Her underage amateur background is a major headstart. Her ability is indisputable. And, crucially, for the first time ever, more than a handful of female prizefighters are actually making a living out of the sport; Katie Taylor has inadvertently seen to that, her impact on the pro game rewarded handsomely by promoter Eddie Hearn who, surely to his chagrin, has managed to catalyse a sort of inflation in female fight purses across the board.

To quote a tweet sent on Tuesday by up-and-coming British star Terri Harper, 23, who won a world title on Hearn’s Matchroom card over the weekend: “A year ago I was picking up extra shifts in the chip shop, peeling potatoes at 6am to make a bit of extra cash. Now I’m sunning myself in Gran Canaria, took my mum, sisters and partner away.
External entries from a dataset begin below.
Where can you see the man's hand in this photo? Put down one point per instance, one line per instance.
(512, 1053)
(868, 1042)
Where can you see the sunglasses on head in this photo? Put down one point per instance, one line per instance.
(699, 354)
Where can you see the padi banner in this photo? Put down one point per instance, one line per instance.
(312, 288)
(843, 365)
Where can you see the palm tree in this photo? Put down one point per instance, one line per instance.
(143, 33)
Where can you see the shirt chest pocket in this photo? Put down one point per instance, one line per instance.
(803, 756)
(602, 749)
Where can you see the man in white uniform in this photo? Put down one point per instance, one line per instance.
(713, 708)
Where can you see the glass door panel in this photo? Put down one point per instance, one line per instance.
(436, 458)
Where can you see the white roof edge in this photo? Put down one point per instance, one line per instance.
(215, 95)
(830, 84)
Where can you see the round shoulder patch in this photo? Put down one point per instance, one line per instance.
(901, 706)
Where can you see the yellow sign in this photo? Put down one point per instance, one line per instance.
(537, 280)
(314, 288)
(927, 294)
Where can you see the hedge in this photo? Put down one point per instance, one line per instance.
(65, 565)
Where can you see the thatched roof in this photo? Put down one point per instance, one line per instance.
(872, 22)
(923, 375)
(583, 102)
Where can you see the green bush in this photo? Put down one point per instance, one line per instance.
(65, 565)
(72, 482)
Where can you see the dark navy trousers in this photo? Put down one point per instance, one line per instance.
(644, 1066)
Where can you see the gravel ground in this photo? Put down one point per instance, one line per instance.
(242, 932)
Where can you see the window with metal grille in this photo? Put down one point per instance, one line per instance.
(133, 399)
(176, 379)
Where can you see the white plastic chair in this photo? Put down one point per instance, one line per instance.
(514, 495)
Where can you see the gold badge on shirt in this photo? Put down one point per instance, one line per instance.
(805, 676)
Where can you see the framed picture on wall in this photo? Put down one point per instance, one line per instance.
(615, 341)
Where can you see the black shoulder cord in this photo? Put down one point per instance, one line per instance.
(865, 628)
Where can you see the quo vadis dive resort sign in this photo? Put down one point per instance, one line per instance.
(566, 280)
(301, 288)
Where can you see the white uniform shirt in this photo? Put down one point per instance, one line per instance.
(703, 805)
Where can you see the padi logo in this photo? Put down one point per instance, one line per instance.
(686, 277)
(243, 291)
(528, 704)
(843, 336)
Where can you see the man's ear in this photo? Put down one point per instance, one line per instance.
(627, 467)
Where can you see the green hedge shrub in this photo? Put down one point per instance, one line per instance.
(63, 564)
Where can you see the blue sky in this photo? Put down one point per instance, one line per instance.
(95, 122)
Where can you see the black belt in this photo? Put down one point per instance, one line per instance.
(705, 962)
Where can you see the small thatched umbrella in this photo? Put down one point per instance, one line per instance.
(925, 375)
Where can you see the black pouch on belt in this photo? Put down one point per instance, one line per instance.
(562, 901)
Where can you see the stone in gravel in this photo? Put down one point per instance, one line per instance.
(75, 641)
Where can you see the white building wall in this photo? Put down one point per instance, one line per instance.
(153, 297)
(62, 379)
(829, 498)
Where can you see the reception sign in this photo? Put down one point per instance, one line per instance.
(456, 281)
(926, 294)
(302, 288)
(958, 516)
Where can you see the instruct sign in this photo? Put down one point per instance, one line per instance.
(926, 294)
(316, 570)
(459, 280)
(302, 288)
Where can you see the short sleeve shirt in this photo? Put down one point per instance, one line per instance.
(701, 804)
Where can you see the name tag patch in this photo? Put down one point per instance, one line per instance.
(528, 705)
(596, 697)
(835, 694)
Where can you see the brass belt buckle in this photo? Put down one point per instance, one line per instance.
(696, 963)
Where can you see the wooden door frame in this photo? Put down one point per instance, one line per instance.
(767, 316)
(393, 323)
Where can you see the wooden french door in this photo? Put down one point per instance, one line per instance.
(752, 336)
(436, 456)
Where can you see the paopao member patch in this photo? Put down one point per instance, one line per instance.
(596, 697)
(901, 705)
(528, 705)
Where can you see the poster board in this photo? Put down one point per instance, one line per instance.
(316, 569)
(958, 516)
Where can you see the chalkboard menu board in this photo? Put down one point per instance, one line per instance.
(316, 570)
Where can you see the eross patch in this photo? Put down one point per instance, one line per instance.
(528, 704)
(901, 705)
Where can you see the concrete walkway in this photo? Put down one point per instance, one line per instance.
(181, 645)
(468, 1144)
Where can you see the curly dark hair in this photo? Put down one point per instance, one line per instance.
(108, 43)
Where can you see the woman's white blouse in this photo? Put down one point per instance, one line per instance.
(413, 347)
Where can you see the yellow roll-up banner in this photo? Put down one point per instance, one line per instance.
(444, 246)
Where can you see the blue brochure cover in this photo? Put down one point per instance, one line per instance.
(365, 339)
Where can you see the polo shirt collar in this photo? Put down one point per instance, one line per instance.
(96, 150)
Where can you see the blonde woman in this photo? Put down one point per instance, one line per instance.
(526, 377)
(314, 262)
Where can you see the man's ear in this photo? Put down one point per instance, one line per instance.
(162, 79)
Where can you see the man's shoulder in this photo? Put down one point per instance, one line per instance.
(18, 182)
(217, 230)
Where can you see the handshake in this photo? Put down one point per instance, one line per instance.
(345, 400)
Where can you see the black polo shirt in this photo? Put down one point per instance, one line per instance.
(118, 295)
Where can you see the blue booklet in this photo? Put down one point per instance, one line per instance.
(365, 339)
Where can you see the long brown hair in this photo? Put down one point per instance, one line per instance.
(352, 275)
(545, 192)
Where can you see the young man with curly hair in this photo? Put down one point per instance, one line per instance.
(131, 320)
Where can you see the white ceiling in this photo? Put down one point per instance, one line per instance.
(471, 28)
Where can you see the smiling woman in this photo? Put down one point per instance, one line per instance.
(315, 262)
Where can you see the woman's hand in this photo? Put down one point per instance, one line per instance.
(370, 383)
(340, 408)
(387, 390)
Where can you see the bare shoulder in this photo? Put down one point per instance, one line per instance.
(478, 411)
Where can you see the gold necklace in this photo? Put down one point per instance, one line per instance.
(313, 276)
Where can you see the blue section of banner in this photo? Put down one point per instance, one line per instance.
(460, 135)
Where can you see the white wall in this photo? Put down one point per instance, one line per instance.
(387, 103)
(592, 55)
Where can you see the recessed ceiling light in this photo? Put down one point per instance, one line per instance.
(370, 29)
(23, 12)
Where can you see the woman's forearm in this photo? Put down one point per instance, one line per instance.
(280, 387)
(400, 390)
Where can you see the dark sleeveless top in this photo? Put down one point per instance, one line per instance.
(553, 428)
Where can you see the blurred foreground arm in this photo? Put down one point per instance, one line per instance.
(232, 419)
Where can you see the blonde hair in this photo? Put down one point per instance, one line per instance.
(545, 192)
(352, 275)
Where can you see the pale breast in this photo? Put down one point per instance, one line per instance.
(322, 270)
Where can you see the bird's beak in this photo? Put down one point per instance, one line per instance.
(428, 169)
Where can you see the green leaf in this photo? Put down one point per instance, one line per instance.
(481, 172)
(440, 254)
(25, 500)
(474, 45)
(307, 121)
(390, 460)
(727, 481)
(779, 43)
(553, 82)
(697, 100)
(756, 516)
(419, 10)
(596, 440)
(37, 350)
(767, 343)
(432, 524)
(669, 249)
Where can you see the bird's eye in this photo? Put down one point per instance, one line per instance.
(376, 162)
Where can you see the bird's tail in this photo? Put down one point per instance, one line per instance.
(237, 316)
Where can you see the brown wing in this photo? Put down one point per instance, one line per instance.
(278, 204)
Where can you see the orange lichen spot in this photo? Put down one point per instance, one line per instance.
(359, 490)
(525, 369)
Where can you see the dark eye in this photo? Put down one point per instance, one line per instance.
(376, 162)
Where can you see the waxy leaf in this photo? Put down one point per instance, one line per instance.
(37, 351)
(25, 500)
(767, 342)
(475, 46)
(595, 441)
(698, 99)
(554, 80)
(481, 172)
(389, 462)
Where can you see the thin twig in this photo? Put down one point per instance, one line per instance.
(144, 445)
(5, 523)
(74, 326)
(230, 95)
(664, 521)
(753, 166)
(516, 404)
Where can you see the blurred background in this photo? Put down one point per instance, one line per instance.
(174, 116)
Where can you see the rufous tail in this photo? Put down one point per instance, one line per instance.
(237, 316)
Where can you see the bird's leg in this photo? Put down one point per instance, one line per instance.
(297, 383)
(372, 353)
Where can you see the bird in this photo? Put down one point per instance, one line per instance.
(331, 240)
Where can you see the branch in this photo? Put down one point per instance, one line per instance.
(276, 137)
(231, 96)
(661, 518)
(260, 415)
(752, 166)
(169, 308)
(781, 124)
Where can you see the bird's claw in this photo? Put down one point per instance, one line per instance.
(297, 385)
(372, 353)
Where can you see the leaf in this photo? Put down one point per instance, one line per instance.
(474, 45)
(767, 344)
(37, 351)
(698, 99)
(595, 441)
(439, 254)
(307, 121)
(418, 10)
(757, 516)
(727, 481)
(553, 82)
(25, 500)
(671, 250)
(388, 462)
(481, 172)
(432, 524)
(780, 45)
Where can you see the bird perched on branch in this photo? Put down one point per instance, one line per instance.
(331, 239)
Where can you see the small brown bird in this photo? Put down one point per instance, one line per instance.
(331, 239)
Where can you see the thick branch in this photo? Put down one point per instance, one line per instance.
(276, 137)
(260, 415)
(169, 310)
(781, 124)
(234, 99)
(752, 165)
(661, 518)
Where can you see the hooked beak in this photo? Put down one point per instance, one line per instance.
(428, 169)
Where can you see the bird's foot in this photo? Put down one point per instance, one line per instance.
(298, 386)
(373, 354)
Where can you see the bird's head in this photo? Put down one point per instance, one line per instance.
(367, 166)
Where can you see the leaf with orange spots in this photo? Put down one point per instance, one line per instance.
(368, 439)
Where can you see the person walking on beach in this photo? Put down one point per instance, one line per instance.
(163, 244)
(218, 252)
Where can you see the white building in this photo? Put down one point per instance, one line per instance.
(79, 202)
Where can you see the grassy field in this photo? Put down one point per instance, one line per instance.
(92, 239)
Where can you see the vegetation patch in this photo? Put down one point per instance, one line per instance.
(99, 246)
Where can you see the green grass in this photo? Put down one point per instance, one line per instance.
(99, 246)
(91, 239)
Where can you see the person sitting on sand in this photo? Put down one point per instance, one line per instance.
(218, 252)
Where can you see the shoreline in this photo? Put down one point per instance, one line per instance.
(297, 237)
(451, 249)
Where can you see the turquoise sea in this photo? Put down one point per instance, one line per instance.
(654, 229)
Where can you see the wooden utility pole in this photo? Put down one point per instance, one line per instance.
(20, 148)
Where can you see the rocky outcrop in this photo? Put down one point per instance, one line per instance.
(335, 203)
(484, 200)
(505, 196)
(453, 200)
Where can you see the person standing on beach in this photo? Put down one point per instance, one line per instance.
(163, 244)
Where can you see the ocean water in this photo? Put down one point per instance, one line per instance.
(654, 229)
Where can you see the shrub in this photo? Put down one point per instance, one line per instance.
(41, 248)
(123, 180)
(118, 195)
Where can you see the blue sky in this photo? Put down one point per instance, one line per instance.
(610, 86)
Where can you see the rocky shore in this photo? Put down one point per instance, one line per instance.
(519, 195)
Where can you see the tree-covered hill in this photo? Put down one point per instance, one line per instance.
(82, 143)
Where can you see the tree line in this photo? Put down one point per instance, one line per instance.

Never thought I’d be in this position.”

Grand for some.

But while a few grand would certainly be nice, for Phelan, the journey ahead is about more than money, too.

It’s about finding her way.

It’s about blazing a trail for other youngsters who may wish to one day take a shot at something despite being told that they can’t, or that they shouldn’t.

And it’s about sticking it to anyone who has ever told her the same.

phelan9 Phelan emerges for a ringwalk.

“Beyond becoming a world champion someday, I just want to come out first and foremost with a clean bill of health. Like, you see boxers leave the sport and they’re practically brain-dead — they can’t string a sentence together.

“I probably can’t do that myself as it is!” she laughs.

“I’d like to have a nice bit of money as well. I know that might sound like a stupid thing to say and I know how difficult that’s going to be, but you don’t want to be poor every day, either. I’d like to be able to help my parents out, and my coach and stuff.

“But the main thing is I really want to inspire other kids, especially girls, and show that no matter who you are or where you came from, or what people say to you, you can do anything you put your mind to.

And I just want to prove to those people that no matter what they said, it couldn’t keep me down. It didn’t stop me.

“…And that I’d knock them out now if I saw them!”